Pour Gérard Gardella, une des solutions qui permettraient de tendre vers l’instauration du legal privilege en France, et qui aurait aussi pour conséquence de rassurer les juges d'instruction qui craignent que ce dispositif n’aboutisse à des abus, serait d'instaurer un système de répartition entre ce qui serait légitimement protégé et ce qui ne le serait pas. « Il faut distinguer les écrits des juristes qui contribueraient à la commission de l'infraction, et qui doivent pouvoir être accessibles aux autorités, et les écrits des juristes qui contribuent à la défense de l'entreprise, qui doivent légitimement être protégés », a explicité le secrétaire général du HCJP.

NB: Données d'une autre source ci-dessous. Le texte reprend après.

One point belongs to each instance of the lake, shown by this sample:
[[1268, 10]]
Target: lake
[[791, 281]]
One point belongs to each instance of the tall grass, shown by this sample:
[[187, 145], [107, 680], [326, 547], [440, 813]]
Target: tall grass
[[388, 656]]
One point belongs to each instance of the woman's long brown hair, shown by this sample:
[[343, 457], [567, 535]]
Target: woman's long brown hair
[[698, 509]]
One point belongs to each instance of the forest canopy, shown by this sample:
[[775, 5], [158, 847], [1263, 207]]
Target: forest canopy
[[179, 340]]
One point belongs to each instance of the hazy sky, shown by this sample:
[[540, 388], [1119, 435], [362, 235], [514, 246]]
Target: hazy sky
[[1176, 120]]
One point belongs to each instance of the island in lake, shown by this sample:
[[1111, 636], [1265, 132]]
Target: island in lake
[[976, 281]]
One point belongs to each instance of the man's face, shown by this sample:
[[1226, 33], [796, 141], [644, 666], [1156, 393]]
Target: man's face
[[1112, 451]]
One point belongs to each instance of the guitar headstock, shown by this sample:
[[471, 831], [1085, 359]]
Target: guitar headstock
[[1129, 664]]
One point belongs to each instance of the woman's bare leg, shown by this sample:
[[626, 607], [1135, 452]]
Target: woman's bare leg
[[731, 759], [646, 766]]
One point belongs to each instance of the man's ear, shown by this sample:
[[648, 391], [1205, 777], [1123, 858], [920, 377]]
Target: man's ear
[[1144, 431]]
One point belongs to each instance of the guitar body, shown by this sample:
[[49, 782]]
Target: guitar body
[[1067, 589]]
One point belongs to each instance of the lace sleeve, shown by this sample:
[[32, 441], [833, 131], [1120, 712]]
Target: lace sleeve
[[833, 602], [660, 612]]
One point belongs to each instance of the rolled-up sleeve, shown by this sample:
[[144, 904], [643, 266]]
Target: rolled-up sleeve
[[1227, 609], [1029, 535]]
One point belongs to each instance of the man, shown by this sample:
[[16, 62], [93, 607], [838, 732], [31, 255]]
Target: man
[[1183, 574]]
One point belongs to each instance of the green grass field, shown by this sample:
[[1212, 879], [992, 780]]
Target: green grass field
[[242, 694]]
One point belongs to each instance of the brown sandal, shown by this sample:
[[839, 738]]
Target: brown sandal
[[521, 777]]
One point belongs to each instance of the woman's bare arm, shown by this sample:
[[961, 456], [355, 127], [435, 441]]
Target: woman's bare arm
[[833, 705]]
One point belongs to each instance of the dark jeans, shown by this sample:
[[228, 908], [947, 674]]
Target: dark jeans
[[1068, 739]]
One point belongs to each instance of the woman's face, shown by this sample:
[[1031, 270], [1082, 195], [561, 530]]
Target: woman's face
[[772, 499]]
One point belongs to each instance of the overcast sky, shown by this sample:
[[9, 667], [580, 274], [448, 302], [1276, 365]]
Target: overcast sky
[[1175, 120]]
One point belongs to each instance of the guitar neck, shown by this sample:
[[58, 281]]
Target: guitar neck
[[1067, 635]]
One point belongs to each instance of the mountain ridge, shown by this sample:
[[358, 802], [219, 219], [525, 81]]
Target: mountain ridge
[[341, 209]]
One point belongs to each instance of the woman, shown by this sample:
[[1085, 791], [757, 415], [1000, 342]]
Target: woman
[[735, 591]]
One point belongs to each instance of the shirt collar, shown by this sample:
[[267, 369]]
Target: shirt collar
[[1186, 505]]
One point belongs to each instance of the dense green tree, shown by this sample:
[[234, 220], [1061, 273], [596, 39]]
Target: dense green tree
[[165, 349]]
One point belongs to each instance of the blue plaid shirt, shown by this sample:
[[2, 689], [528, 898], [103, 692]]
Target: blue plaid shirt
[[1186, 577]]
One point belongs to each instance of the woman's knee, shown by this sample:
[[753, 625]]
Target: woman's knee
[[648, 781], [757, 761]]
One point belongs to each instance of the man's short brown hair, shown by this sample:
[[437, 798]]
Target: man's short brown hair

Des solutions sur la table pour convaincre de mener la réforme
Fervent partisan d’un rapprochement entre les avocats et les juristes afin de former une « grande profession du droit », Raphaël Gauvin déplore que la France n'arrive toujours pas à faire une réforme sur le legal privilege. Récemment, les Etats généraux de la justice se sont penchés sur la question de la protection des avis juridiques, sous l’angle de l’attractivité de la France, dont il est ressorti une proposition visant se focaliser uniquement sur l'instauration du dispositif. L’ancien député y voit un premier pas, permettant de mettre fin aux débats corporatistes sur la question et de répondre à celle de la protection des avis juridiques internes. Pour pérenniser la réforme, il faut toutefois « mettre en place des solutions d’équilibre et il faut qu'il y ait une définition stricte et matérielledu legal privilege », selon lui.
Celle-ci permettrait sans doute de rassurer les autorités d'enquêtes qui craignent toujours que le secret professionnel soit un frein à leurs enquêtes. « Il y a plein d'instruments qui peuvent être mis en place pour arriver à une solution d'équilibre », a rassuré l’avocat. L’un d’eux consisterait à instituer une sanction forte dans le cas où un juriste ou un directeur juridique détournerait de sa finalité le principe de confidentialité des avis. C’est le cas aux Etats-Unis où la sanction est extrêmement dissuasive puisqu’elle peut aller jusqu’à une peine de prison et une exclusion de la profession d'avocat. Une autre solution serait d'exclure certaines matières de la protection des avis, notamment en matière fiscale, ou dans le cas où le parquet soupçonnerait qu’un juriste, comme un avocat, ait contribué à la commission d’une infraction.
« Maintenant, ce qu'il faut, c'est que la décision politique intervienne, pour mettre la réforme à l'ordre du jour et il est important que les associations professionnelles soient mobilisées sur le sujet pour rappeler aux Pouvoirs publics l'importance de ce sujet », a conclu Raphaël Gauvin.